Capitol Hill Republicans have reportedly been considering lowering the cap on 401(k)s, which allow workers to defer taxes on savings until they are withdrawn. Under current law, workers can put up to $18,00 into 401(k) accounts. Republicans have reportedly considered lowering that amount to $2,400, requiring any amounts above that to be fully taxed in the year they are earned while promising not to tax them when they are withdrawn.
Critics say this would discourage savings, potentially weakening the long-term fiscal health of the government by increasing worker dependency on government programs to support the elderly. It also would not government revenue over the long term, since the savings taxed now would not be taxed later. At best, it simply moves the timing of the tax revenue into the present from the future.
But since it would generate more revenue in the near term, it would Republicans to appear to “pay for” revenue losses from lower corporate taxes.
Those hardest hit by the changes under consideration would be workers who expect their incomes to decline in their later years. A worker in the 25 percent tax bracket now, for example, but whose income will decline to the 10 percent bracket after retirement, would lose out by paying taxes on savings now rather than later in life.

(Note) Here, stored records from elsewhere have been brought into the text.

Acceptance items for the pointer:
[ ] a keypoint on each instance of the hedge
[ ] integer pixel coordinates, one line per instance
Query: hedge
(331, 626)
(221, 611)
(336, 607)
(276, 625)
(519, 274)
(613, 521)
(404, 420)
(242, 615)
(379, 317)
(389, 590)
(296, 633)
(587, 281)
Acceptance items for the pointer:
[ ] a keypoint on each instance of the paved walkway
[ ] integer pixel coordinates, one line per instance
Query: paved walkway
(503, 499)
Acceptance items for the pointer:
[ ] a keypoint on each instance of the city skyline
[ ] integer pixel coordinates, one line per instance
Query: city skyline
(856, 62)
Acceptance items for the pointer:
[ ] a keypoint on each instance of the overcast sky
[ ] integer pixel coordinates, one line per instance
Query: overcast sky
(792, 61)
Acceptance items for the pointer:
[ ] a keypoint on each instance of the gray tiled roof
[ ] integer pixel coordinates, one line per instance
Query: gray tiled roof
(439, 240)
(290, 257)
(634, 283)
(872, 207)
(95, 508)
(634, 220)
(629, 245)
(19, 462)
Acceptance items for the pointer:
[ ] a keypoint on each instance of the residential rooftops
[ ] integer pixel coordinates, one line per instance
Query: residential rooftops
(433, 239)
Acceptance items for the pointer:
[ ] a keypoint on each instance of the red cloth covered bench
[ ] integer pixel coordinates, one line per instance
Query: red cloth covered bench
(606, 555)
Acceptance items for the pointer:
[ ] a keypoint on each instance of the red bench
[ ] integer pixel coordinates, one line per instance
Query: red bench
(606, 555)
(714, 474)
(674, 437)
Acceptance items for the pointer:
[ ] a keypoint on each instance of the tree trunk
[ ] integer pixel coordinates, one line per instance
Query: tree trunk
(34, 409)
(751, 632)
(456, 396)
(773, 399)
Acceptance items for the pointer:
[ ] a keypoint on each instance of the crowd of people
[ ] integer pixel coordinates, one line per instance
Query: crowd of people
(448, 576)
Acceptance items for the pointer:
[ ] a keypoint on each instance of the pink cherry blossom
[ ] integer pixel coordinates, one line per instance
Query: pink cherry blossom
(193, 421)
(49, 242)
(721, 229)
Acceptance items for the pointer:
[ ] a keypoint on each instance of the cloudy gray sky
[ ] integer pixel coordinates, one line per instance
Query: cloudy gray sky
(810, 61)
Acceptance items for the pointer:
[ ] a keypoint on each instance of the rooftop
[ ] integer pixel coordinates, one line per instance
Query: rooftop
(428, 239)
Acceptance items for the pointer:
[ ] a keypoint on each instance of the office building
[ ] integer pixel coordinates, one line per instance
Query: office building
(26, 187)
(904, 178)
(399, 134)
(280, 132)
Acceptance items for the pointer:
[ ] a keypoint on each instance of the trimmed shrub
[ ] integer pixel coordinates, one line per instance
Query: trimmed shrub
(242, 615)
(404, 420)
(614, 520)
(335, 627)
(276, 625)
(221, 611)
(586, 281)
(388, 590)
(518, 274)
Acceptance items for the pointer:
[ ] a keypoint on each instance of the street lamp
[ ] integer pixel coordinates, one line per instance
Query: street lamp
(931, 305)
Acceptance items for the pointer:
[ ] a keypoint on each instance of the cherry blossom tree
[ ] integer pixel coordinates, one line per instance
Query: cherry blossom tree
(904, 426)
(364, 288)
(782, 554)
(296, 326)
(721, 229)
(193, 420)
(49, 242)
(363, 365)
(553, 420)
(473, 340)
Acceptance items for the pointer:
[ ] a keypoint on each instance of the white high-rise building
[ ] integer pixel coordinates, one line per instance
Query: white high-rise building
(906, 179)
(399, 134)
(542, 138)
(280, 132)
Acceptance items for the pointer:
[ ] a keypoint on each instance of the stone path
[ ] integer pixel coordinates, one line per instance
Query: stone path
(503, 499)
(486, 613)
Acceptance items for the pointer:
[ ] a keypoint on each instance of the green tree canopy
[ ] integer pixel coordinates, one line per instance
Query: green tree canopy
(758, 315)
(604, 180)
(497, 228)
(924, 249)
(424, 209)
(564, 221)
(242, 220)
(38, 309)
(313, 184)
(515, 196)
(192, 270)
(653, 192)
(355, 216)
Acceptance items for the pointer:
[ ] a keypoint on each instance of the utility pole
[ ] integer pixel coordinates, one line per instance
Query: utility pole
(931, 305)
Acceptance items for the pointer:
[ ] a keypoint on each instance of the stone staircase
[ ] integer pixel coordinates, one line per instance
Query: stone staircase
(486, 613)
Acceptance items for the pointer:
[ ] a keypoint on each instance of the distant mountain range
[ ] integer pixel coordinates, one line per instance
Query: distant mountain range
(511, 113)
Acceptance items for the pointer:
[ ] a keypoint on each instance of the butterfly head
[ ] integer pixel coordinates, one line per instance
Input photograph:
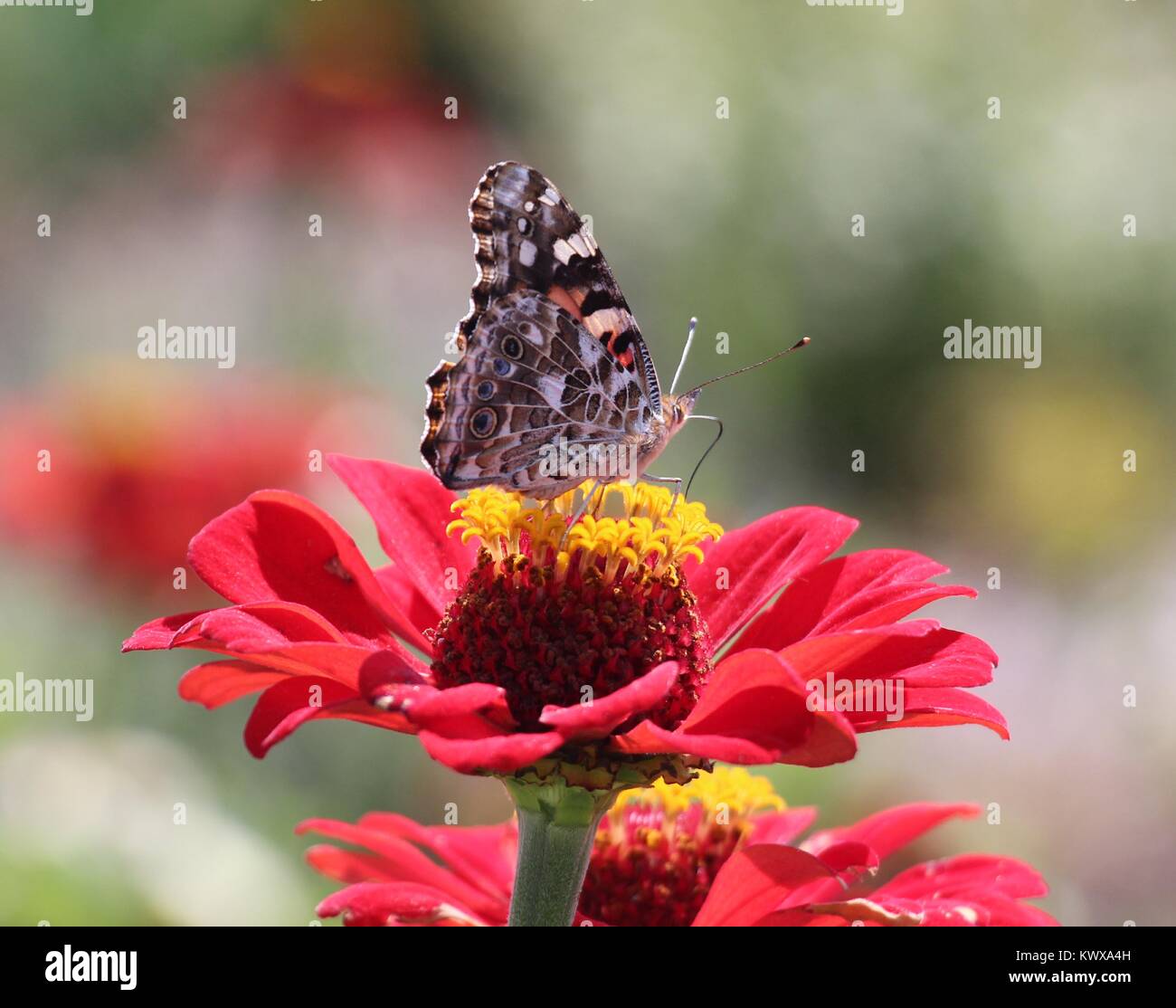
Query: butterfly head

What’s more, the plan puts more savings at risk of a change in government policy. While current law promises not to tax retirement gains that were taxed when earned, future changes to tax policy could undermine this. This concern is heightened by high levels of government debt, which might cause future Congresses to aggressively pursue new revenue. A large pot of retirement savings might invite a raid by a revenue strapped federal government a decade or two from now.
Trump’s position of preserving the current status of 401(k)s protects workers from that kind of double-dealing. The House leadership reform essentially promises to deliver a tax break decades from now in exchange for a tax hike today.